Everyone knows college is becoming more and more expensive. Colleges have not been able to control their spending. Find out why in a new article by A. Barton Hinkle of Reason.

How Financial Aid Drives Up the Cost of College

Meanwhile, administrative costs have skyrocketed; the growth in support personnel has far outstripped the growth in instructional staff. Some of that is due to the natural bureaucratic tendency toward bloat. Some of it is owing to the universities’ ideological devotion to identity politics and their attempts to appease the grievance industry by creating new offices and departments.

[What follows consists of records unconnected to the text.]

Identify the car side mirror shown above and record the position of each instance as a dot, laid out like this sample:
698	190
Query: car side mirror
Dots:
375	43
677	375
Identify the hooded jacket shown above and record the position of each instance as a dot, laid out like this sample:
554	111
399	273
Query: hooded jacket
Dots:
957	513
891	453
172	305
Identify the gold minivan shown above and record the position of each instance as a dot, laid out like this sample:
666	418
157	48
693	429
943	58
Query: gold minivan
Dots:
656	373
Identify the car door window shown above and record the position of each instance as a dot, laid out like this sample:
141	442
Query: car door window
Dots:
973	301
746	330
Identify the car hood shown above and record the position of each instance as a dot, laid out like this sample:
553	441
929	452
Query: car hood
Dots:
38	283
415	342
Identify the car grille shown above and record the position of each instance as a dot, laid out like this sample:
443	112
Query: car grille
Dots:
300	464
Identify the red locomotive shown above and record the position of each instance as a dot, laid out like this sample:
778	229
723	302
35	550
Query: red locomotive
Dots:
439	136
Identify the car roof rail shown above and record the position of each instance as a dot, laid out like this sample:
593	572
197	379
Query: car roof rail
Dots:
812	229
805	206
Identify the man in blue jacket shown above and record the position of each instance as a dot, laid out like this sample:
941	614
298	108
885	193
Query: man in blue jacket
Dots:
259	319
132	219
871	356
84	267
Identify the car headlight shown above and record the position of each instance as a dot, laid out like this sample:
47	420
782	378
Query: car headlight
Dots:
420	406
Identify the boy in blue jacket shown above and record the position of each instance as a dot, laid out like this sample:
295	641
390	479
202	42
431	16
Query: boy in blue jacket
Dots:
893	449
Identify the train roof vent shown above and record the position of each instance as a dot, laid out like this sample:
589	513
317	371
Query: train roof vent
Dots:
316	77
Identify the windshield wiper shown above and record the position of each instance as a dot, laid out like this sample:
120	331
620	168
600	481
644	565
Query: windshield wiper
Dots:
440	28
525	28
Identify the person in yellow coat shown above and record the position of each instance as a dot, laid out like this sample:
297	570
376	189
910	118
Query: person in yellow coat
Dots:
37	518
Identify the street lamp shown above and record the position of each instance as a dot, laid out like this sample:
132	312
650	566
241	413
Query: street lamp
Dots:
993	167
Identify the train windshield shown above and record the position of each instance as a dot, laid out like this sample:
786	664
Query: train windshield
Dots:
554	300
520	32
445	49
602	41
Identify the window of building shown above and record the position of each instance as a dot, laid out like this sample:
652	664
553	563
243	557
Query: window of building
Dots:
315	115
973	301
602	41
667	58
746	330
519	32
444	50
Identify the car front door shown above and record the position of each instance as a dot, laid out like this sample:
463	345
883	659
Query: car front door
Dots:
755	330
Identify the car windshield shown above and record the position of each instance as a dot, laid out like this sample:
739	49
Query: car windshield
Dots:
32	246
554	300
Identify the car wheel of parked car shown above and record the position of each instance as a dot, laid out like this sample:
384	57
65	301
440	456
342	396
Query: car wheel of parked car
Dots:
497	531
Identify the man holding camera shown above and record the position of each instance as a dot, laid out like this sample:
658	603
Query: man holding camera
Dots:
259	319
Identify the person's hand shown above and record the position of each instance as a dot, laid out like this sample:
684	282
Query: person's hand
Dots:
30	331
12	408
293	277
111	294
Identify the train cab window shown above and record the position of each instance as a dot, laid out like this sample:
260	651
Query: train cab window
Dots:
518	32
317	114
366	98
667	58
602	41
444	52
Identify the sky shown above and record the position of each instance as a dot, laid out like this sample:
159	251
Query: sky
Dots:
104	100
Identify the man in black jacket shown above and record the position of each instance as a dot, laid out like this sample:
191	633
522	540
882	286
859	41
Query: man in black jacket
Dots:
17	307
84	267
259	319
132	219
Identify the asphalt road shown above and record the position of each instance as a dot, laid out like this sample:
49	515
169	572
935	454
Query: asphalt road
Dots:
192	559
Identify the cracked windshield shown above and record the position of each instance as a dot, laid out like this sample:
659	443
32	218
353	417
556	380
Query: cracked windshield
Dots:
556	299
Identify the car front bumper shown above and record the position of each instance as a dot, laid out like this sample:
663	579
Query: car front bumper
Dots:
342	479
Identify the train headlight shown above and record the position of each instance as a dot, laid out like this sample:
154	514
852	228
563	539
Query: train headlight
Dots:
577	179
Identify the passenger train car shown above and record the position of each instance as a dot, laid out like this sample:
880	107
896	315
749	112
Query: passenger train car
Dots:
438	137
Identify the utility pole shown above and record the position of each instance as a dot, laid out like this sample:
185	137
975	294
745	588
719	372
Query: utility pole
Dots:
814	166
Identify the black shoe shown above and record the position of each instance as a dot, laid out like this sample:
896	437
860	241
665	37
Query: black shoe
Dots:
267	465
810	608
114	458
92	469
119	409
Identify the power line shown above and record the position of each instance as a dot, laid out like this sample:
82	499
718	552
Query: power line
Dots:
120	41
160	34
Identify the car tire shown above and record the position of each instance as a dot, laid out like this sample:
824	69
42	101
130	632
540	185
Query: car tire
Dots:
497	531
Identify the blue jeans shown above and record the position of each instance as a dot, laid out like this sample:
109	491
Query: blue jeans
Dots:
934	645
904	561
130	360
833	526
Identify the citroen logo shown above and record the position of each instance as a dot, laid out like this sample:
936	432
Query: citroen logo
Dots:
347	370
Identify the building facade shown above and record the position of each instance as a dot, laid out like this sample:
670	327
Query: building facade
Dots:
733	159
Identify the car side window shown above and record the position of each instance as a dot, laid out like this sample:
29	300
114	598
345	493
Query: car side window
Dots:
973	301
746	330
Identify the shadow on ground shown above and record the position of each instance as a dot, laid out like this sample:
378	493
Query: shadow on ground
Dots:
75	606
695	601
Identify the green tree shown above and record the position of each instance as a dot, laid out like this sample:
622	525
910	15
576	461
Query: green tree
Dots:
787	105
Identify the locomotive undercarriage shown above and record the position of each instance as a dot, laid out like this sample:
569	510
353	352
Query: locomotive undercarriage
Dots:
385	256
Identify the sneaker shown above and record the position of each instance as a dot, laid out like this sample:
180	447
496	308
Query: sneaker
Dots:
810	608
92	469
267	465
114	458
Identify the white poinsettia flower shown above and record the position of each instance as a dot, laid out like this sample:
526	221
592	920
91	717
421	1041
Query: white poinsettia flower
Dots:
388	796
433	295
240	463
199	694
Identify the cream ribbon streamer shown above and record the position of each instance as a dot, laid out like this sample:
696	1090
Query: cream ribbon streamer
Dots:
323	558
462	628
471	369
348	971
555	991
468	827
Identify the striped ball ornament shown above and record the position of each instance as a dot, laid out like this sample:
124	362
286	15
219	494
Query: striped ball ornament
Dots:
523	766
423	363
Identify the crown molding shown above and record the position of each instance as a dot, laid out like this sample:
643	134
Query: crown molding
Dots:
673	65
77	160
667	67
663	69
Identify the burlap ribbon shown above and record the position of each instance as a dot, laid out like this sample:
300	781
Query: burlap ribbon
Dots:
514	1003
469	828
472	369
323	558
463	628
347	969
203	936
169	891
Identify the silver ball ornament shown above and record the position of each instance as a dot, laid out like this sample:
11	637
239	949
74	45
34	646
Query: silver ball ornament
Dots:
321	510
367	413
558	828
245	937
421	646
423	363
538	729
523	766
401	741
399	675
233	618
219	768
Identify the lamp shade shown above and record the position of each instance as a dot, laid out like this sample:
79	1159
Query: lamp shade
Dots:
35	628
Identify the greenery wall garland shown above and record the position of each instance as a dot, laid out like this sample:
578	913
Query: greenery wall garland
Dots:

As a result, many colleges and universities now resemble the University of Virginia—which has a six-person Office for Diversity and Equity, a six-person Office of African-American Affairs, a Center for Diversity in Engineering, an Office of Graduate Student Diversity Programs, an associate dean of diversity for the medical school (not to mention a director of diversity initiatives for the same medical school), a program coordinator for Asian/Asian Pacific American programs, a program coordinator for Hispanic/Latino, Native American, and Middle Eastern Student Services (“Office Hours: 2-3 pm Tues, Wed”), a coordinator for LGBTQ student services, and so on. Kindly note that these offices do not exist to prevent discrimination in higher education—multiple federal laws, enforced by the Department of Education’s Office of Civil Rights, already do that.

Trying to address spiraling college costs by increasing student aid is like trying to put out a fire by dousing it with gasoline. The way to cut the cost of college is to cut college spending—by making colleges trim their administrative fat, require more work from their personnel and close those offices and departments—including a majority of money-sucking athletic programs—that do not pull their own weight.